Вот и все, и больше совсем ничего не было, а вскоре он исчез куда-то, и некого было спросить.
…Далеко за городом, за пустырями окраин, за сорными ольховыми перелесками, в стороне от больших дорог, посреди сосновых лесов и полян иван-чая, заброшенная, окруженная разросшейся сиренью, тихо стареет дача. Ржавеет замок, подгнивает крыльцо, чертополох заглушил цветочные грядки, и колючая одичавшая малина, отойдя от забора, сначала несмело, потом все увереннее движется по саду, сплетаясь с крапивой в жгучую изгородь.
Ночью поднимается ветер, пролетает над бушующим пустынным озером и, набрав водяной пыли и гула безлюдных просторов, срывает с крыши железный лист и, погромыхав им, швыряет в сад. Свистит пригибающаяся под ветром трава, сыплются на влажную ночную землю дикие ягоды, семена диких растений, чтобы прорасти мрачным урожаем драконьих зубов. А мы-то думали, что Женечка бессмертна.
Мы недослушивали ее длинные рассказы, и никто теперь не узнает, чем кончилась история немого мальчика; мы выбрасывали, не дочитав, подаренные ею книги, мы обещали приходить к Женечке в гости в ленинградскую квартиру и обманывали, и чем старше становились, тем больше находилось предлогов избежать ее холодного, одинокого дома. А когда все-таки приходили, как металась она от радости, как хватала нас,, уже переросших ее на голову, маленькими сухими руками, как кидалась от стола к плите, где уже набирал силу яблочный пирог, как торопливо расправляла на круглом столе праздничную скатерть, крепко пристукнув ее сверху вазой, полной осенних роз! И как поспешно разглаживала на высокой постели ветхое шелковое покрывало, бледное, как текучий истрепанный лепесток исполинской розы, из которого выветрился весь август и вошел пыльный комнатный дух, такое легкое, что его нельзя было накинуть на постель одним широким взмахом, – вяло, равнодушно сминаясь в медленном парении, мягко и неровно опускалось оно на кровать, захватывая по пути пригоршни стоячего домашнего воздуха, и потом долго подрагивало от тоненьких струек теплого сквозняка, от грохота грузовиков за окном. А мы, съев пирог, уходили, чувствуя неловкость и облегчение, и наслаждались осенним воздухом, и посмеивались надо всем на свете, и вертели головой по сторонам, ожидая прихода любви, которая вот-вот должна была появиться, любви долгой и верной, и совершенно необыкновенной. А та любовь, что смотрела нам вслед, прижавшись к стеклу, была слишком простой и будничной. Но Женечка, слава богу, об этом не догадывалась. И она страстно ждала нового лета, ждала встречи со старой дачей, с новыми цветами и с нами, ненаглядными.
И лето приходило.
Миновала эпоха кухарок, ушла, плюнув, Марфа, унеся в сундучке капиталец, вырученный от сдачи молочной посуды, истлели по кладовкам чернобурки, разрушились фабричные заборы и ленинградские сады заалели шиповником, школьные годы кончались, впереди замаячили экзамены, и Женечка, полная сил, готовилась к решительному рабочему лету.

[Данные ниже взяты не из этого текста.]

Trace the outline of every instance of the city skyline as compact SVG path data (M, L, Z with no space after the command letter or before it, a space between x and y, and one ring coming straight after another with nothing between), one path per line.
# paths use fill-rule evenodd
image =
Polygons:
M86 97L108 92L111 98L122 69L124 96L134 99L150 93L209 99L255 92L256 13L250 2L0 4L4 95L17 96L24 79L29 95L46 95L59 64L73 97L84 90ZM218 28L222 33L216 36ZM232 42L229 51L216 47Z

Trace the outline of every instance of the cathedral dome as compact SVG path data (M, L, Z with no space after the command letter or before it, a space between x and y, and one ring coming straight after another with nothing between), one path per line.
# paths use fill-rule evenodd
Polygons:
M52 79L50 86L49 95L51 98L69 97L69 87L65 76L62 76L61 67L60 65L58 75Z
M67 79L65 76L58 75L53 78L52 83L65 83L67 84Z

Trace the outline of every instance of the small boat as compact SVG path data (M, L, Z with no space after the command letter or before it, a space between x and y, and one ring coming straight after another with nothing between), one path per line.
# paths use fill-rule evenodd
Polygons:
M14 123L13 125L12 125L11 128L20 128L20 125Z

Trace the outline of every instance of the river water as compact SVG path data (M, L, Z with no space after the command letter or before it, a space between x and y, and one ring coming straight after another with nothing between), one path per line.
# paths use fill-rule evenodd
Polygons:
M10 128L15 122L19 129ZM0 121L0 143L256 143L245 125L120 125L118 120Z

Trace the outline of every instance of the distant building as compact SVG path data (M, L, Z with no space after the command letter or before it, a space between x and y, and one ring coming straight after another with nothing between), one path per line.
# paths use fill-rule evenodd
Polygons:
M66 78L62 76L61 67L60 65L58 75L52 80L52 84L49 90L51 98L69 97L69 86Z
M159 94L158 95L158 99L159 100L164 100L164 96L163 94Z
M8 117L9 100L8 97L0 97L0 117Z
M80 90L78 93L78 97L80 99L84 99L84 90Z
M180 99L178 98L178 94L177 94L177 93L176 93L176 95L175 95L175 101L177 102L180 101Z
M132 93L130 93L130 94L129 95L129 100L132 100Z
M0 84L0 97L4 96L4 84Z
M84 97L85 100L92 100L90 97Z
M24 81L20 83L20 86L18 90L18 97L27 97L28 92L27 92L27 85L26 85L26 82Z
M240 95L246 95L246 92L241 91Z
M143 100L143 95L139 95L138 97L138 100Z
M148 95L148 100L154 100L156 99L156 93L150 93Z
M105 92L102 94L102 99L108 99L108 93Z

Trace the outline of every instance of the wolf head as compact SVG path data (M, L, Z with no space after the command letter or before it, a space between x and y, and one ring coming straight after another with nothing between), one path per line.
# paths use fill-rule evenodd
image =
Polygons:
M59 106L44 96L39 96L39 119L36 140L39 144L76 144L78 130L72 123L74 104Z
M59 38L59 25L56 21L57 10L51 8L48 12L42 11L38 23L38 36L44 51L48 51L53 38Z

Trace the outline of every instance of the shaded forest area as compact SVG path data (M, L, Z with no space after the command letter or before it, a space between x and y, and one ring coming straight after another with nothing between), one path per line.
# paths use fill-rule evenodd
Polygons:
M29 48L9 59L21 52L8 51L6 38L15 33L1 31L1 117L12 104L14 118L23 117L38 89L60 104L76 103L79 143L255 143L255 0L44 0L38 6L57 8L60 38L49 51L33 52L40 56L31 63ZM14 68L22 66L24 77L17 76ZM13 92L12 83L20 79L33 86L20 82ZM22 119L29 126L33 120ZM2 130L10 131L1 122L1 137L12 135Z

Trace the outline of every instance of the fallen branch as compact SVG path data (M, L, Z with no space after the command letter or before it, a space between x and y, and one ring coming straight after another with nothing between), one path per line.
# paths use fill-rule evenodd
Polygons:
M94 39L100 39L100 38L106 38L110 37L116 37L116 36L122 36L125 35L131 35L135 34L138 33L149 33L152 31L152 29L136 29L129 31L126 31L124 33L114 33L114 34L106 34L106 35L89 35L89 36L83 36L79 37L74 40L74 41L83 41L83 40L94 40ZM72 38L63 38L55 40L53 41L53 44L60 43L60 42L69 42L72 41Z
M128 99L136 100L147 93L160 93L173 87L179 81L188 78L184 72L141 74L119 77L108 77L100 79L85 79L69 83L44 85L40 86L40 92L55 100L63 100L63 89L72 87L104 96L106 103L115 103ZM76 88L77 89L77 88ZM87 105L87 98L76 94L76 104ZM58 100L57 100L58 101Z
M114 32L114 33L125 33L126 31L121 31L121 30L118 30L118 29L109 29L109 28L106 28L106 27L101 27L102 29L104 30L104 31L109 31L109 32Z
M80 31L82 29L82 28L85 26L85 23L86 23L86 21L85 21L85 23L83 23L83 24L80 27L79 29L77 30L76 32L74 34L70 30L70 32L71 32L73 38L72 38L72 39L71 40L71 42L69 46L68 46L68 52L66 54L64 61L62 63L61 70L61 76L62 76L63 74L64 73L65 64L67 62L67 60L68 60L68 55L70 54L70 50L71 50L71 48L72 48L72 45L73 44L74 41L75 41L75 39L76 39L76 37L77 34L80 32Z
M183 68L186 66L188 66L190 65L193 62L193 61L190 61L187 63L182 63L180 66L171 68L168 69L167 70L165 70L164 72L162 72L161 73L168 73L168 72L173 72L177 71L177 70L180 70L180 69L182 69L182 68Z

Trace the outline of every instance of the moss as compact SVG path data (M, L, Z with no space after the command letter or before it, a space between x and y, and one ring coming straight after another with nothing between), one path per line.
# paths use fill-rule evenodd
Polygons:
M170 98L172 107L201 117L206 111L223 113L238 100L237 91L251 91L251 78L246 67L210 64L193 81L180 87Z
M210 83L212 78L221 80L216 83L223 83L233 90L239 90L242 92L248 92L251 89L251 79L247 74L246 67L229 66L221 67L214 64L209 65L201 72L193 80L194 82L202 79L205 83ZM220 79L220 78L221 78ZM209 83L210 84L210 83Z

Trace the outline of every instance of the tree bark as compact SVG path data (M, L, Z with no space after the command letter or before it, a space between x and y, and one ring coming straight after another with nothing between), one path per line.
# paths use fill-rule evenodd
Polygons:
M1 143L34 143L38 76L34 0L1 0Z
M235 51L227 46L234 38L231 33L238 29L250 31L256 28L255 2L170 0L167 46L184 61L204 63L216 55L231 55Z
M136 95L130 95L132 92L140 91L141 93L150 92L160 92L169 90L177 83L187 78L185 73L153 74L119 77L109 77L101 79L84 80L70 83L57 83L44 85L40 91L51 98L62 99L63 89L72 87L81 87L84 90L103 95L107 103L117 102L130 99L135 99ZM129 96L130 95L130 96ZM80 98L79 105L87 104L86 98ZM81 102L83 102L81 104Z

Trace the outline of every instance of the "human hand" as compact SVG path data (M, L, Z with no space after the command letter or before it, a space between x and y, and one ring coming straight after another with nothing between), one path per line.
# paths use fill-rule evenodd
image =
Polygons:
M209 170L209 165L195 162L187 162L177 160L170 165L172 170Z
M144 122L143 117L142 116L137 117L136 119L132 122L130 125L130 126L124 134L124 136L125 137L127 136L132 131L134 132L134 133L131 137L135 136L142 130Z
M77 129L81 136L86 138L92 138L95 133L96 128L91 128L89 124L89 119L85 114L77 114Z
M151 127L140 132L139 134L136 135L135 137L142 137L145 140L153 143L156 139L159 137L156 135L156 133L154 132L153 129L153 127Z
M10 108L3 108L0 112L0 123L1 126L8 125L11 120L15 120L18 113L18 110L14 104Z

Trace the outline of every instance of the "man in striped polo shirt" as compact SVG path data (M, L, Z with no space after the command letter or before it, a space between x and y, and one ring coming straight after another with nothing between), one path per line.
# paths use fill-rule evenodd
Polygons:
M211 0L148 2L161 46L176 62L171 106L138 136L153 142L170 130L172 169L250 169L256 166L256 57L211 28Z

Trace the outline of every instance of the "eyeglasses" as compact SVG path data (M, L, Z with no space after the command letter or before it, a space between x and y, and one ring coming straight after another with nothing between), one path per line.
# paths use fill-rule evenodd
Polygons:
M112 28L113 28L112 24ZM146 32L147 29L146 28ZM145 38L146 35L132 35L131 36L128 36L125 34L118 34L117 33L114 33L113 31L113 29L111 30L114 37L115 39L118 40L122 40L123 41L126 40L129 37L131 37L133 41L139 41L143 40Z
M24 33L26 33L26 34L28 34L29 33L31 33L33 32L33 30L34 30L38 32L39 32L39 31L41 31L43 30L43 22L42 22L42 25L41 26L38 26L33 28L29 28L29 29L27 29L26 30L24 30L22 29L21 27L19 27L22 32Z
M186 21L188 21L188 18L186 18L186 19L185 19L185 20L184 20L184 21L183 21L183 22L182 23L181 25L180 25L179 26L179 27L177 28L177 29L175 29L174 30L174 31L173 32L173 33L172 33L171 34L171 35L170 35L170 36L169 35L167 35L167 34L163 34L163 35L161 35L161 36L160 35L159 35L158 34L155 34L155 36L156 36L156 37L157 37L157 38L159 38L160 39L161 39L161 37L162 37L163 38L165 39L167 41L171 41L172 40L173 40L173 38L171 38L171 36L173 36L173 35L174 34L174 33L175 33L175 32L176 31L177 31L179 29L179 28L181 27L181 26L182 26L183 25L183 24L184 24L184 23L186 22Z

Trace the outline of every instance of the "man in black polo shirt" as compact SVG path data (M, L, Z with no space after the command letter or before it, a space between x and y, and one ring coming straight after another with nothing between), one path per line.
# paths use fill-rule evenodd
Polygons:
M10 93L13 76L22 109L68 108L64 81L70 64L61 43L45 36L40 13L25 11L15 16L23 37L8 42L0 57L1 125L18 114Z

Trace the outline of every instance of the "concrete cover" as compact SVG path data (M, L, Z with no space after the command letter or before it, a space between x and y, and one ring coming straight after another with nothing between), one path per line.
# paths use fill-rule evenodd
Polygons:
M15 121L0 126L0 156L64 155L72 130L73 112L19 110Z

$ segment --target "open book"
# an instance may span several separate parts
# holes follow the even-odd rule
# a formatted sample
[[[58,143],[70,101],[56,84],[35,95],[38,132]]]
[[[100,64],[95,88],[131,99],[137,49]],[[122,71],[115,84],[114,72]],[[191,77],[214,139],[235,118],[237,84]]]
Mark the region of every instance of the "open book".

Но ей будто мало было ее добровольной повинности – изо дня в день вбивать в головы неблагодарных, насмешливых ленивцев русскую грамоту, расчищать джунгли дремучего, упорного, изворотливого невежества, укоренять на расчищенных участках стройные, ветвистые грамматические дерева, шелестящие мохнатыми суффиксами причастий, обламывать сухие сучки, прививать цветущие ветви и подбирать осыпавшиеся зеленые паданцы. Беспокойство вечного сеятеля гнало ее в сад, некогда столь же запущенный и дикий, как головы ее учеников. Ее уговаривали посидеть в шезлонге на солнышке – уж чего лучше для старого человека: прикрой себе голову лопухом, да и дремли до обеда. Но в шезлонги обрушивались мы, разомлевшие от солнца и молодости, а Женечка, повязавшись косынкой, шла с тяпкой и граблями в заросли, и кто бы успел заметить, когда на месте крапивных холмов и кротовых куч поднялось нежной пеной цветочное колыхание? Под ее руками сами собой вздымались гортензии – розовые, резные, готовые взорваться красным бомбы, или же голубоватые, как взбитый небесный мусс с дымным отблеском грозовых туч; густые, темнеющие обморочным бархатом пионы и какая-то кудрявая безымянная мелочь, брызнувшая во все стороны дрожащим белым дождем. Только ее любимые розы не давались ей, как она ни билась. Мы знали, что Женечка мечтала о настоящей красной розе, чистой и глубокой, как звук виолончели, но то ли скудное северное тепло было помехой, то ли земля в саду отталкивала робкие корни, – розы росли мелкими, сиротскими, чахоточными.